# Eupharmaceuticals.com



## Mr.Gainz (Sep 18, 2016)

Hey guys, 
it's been a little while, but I'm back today to hear about peoples thoughts on eupharmaceuticals.com I understand it's an online source, I'm just wondering if anyone has done anything through them? Feedback would be much appreciated!


----------



## PillarofBalance (Sep 18, 2016)

I used their test and got Zika


----------



## TriniJuice (Sep 18, 2016)

They make an excellent eggs benedict


----------



## Mr.Gainz (Sep 19, 2016)

Are you serious? You caught zika? A disease 
transmitted by mosquitos.


----------



## PillarofBalance (Sep 19, 2016)

Mr.Gainz said:


> Are you serious? You caught zika? A disease
> transmitted by mosquitos.



Yes.  My head shrank n errything


----------



## LeanHerm (Sep 19, 2016)

PillarofBalance said:


> I used their test and got Zika



Thought it was zitka????? But, then again I'm herm and youre Pillar which usually means I'm wrong.


----------



## stonetag (Sep 19, 2016)

PillarofBalance said:


> Yes.  My head shrank n errything



Hahaha, you're killin' me smalls!


----------



## Mr.Gainz (Sep 19, 2016)

I'm pretty confused by you POB. Just looking for a review


----------



## NbleSavage (Sep 19, 2016)

I got nothin'...nothin' a'tall...


----------



## automatondan (Sep 19, 2016)

Mr.Gainz said:


> I'm pretty confused by you POB. Just looking for a review



Zikka is no joke bro! Do you wanna be messing with that?


----------



## tunafisherman (Sep 19, 2016)

POB knows what he is talking about.  His word is better than gospel.  How dare you doubt the great POB.
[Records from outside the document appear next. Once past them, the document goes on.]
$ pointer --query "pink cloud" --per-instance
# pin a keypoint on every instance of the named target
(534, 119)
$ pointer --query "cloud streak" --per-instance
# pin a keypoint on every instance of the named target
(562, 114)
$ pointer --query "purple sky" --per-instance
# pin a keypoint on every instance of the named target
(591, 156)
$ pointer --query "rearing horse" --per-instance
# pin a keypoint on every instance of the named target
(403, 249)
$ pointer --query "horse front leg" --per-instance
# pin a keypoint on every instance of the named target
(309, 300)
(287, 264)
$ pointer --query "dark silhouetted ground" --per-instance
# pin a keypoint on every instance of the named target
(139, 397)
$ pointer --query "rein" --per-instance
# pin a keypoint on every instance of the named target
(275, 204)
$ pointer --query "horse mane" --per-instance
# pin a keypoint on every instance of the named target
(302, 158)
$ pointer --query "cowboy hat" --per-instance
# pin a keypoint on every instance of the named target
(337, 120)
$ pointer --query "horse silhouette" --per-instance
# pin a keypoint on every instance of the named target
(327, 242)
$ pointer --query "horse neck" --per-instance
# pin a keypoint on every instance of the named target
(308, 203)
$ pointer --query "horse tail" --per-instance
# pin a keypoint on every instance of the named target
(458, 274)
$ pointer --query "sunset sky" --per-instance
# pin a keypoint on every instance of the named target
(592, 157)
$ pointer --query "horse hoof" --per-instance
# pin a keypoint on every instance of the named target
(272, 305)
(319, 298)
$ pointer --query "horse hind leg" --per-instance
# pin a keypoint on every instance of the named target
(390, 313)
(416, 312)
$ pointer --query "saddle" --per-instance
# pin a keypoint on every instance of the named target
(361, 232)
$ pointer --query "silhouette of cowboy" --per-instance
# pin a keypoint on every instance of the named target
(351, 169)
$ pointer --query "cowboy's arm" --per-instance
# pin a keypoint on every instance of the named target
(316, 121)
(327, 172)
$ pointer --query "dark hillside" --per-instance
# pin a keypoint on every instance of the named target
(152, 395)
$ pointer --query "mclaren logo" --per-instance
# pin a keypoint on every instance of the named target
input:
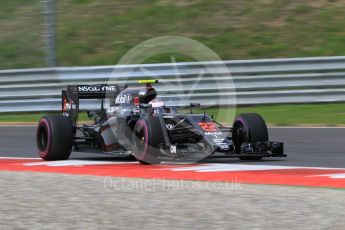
(169, 126)
(214, 134)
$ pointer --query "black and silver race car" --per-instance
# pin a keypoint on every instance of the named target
(136, 123)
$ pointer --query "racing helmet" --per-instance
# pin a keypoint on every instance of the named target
(156, 103)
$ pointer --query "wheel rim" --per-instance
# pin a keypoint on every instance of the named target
(141, 140)
(43, 138)
(240, 133)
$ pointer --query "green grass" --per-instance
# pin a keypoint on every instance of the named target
(332, 114)
(93, 32)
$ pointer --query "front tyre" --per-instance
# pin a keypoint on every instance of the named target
(250, 128)
(54, 137)
(147, 137)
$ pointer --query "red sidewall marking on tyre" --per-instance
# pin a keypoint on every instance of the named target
(256, 174)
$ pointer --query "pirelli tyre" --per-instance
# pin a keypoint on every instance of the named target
(147, 137)
(249, 127)
(54, 137)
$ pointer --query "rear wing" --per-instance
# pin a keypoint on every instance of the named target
(71, 96)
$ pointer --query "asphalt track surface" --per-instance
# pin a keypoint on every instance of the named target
(312, 147)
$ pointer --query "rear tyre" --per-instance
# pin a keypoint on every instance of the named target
(54, 137)
(249, 127)
(147, 137)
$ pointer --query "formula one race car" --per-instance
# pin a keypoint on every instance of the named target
(136, 123)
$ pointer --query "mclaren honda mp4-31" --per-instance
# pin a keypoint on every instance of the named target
(136, 123)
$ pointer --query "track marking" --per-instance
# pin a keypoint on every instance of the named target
(241, 173)
(75, 163)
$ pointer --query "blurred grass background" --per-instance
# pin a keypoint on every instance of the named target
(93, 32)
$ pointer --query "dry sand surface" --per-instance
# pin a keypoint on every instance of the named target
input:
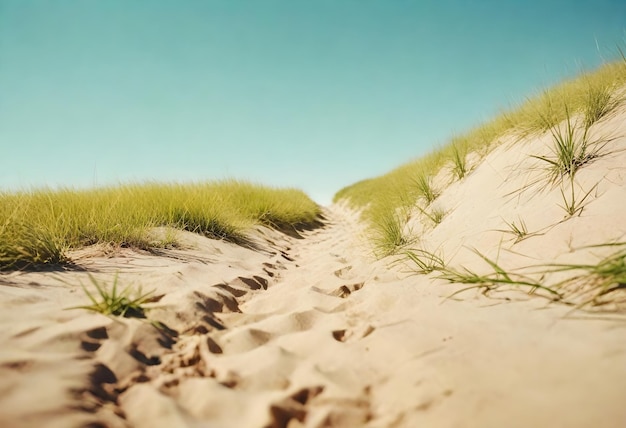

Zika is nothing to mess around with....but even worse POB told me he got herpes from another guy, I didn't believe him, now we all have herpes.


----------



## PillarofBalance (Sep 19, 2016)

Just took this selfie


----------



## TriniJuice (Sep 20, 2016)

Poor bastard won't even make to the bottom of the peanut butter jar......


----------



## automatondan (Sep 20, 2016)

tunafisherman said:


> POB knows what he is talking about.  His word is better than gospel.  How dare you doubt the great POB.
> 
> Zika is nothing to mess around with....but even worse POB told me he got herpes from another guy, I didn't believe him, now we all have herpes.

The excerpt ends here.